On July 17, 2015, the Company held a special meeting of stockholders (the “Meeting”). At the Meeting, the stockholders approved the following items: (i) an amendment to Article Fifth of the Company’s amended and restated certificate of incorporation (the “Charter”) extending the date by which the Company must consummate its initial business combination from July 24, 2015 (the “Current Termination Date”) to October 24, 2015 (the “Extended Termination Date” and such amendment, the “Article Fifth Amendment”) and (ii) an amendment to Article Sixth of the Charter extending the duration of the right of the holders of shares of the Company’s common stock sold in the Company’s initial public offering (the “Public Shares”, and such holders, the “Public Stockholders”) to redeem, convert or tender their Public Shares in the event of any further amendment of the Company’s Amended and Restated Certificate that affects the substance or timing of the Company’s obligation to redeem, convert or tender 100% of the Public Shares if the Company has not consummated a business combination from twenty-one months following the Company’s initial public offering to twenty-four months following the Company’s initial public offering (the “Article Sixth Amendment”).

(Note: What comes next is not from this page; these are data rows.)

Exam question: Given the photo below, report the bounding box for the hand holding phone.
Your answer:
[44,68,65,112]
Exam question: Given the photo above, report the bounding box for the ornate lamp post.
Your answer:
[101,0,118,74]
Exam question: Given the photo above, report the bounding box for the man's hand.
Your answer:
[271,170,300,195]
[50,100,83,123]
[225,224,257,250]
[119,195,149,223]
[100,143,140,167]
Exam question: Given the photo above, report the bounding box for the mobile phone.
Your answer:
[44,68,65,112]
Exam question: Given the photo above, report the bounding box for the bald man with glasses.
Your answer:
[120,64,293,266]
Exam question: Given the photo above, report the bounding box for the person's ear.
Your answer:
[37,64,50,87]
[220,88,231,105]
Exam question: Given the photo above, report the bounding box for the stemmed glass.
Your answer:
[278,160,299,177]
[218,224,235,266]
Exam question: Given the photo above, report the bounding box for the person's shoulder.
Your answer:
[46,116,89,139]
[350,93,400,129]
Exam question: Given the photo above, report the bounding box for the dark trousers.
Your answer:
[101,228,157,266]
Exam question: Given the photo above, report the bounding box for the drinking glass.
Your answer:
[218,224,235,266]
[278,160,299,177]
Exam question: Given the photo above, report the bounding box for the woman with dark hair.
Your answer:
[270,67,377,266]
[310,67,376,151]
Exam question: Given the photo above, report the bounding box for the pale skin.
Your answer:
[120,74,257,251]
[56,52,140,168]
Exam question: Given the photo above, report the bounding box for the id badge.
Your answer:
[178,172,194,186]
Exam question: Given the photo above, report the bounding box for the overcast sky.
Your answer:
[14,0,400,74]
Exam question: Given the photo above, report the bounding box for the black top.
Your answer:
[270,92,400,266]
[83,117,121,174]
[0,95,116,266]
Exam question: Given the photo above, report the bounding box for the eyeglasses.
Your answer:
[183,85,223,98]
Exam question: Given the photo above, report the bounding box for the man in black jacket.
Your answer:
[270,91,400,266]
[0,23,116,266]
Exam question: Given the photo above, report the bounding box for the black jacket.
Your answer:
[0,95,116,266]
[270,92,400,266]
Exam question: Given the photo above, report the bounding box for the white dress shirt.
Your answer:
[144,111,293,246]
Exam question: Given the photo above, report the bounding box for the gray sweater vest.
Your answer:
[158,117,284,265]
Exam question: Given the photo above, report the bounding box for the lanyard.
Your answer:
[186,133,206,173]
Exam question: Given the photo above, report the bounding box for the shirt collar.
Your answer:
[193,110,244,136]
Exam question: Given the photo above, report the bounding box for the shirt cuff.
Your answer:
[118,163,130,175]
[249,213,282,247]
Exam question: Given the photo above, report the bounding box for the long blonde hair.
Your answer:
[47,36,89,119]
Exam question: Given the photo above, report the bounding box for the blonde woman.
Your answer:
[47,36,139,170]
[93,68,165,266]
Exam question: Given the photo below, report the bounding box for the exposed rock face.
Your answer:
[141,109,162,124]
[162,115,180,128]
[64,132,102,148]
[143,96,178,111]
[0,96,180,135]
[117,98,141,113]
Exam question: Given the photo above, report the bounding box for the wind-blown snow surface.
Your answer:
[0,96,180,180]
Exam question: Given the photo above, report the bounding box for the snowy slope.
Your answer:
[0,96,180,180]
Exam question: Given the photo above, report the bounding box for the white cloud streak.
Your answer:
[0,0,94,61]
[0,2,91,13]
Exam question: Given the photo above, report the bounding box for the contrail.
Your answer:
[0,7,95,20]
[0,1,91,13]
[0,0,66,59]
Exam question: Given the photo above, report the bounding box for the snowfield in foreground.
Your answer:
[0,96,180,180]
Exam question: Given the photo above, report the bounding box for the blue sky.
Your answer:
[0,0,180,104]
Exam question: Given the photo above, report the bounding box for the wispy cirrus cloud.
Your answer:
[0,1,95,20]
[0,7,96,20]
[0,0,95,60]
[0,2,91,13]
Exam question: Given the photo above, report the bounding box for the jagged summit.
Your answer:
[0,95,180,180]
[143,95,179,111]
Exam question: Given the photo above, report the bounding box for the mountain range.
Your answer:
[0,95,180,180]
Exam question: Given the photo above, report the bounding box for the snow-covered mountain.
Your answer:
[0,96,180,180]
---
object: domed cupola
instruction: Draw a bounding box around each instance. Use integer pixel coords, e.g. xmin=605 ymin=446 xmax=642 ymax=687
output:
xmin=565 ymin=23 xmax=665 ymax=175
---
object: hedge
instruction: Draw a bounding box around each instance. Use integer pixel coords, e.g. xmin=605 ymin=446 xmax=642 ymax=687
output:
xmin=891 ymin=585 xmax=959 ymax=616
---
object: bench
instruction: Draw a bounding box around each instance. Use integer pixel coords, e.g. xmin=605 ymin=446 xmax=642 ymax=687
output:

The affirmative vote of holders of the majority of the issued and outstanding shares of the Company was required to approve the Article Fifth Amendment; and the affirmative vote of holders of at least sixty-five percent of the issued and outstanding shares of the Company was required to approve the Article Sixth Amendment. The number of shares of common stock presented for redemption was 876,072.

 

Set forth below are the final voting results for each of the proposals:

 

Article Fifth Amendment

 

The Article Fifth Amendment was approved. The voting results were as follows:

 

Votes For   Votes Against   Abstentions
7,902,031   398,096   0

 

Article Sixth Amendment

 

The Article Sixth Amendment was approved. The voting results were as follows:

 

Votes For

  Votes Against   Abstentions
8,021,228   275,399   3,500

 

 
 

 

Item 9.01. Financial Statements and Exhibits.

 

(d) Exhibits.

 

3.1   Amended and Restated Certificate of Incorporation, effective July 21, 2015.
10.1   Amended and Restated Investment Management Trust Agreement, dated July 21, 2015, by and between Global Defense & National Security Systems, Inc. and American Stock Transfer & Trust Company, LLC.
10.2   Amendment to Convertible Promissory Note, dated July 21, 2015.
10.3   Amendment to Convertible Promissory Note, dated July 21, 2015.
10.4   Form of Amended and Restated Letter Agreement for Directors and Officers, dated as of July 21, 2015.
10.5   Amended and Restated Letter Agreement, dated July 21, 2015, between Global Defense & National Security Systems, Inc. and Global Defense & National Security Holdings LLC.
10.6   Amendment to Underwriting Agreement, dated July 21, 2015, by and among Global Defense & National Security Systems, Inc., Cowen & Company, LLC, Maxim Group LLC and I-Bankers Securities Inc.
10.7   Amended and Restated Stock Escrow Agreement, dated July 21, 2015, by and among Global Defense & National Security Systems, Inc., Global Defense & National Security Holdings LLC and American Stock Transfer & Trust Company.
10.8   Amended and Restated Right of First Refusal and Corporate Opportunities Agreement, dated  July 21, 2015, by and among Global Defense & National Security Systems, Inc. and Global Integrated Security (USA) Inc.
10.9   Promissory Note, dated July 21, 2015, issued by Global Defense & National Security Systems, Inc. to Global Defense & National Security Holdings LLC.

 

SIGNATURES

 

Pursuant to the requirements of the Securities Exchange Act of 1934, the registrant has duly caused this report to be signed on its behalf by the undersigned hereunto duly authorized.

 

  GLOBAL DEFENSE & NATIONAL SECURITY SYSTEMS, INC.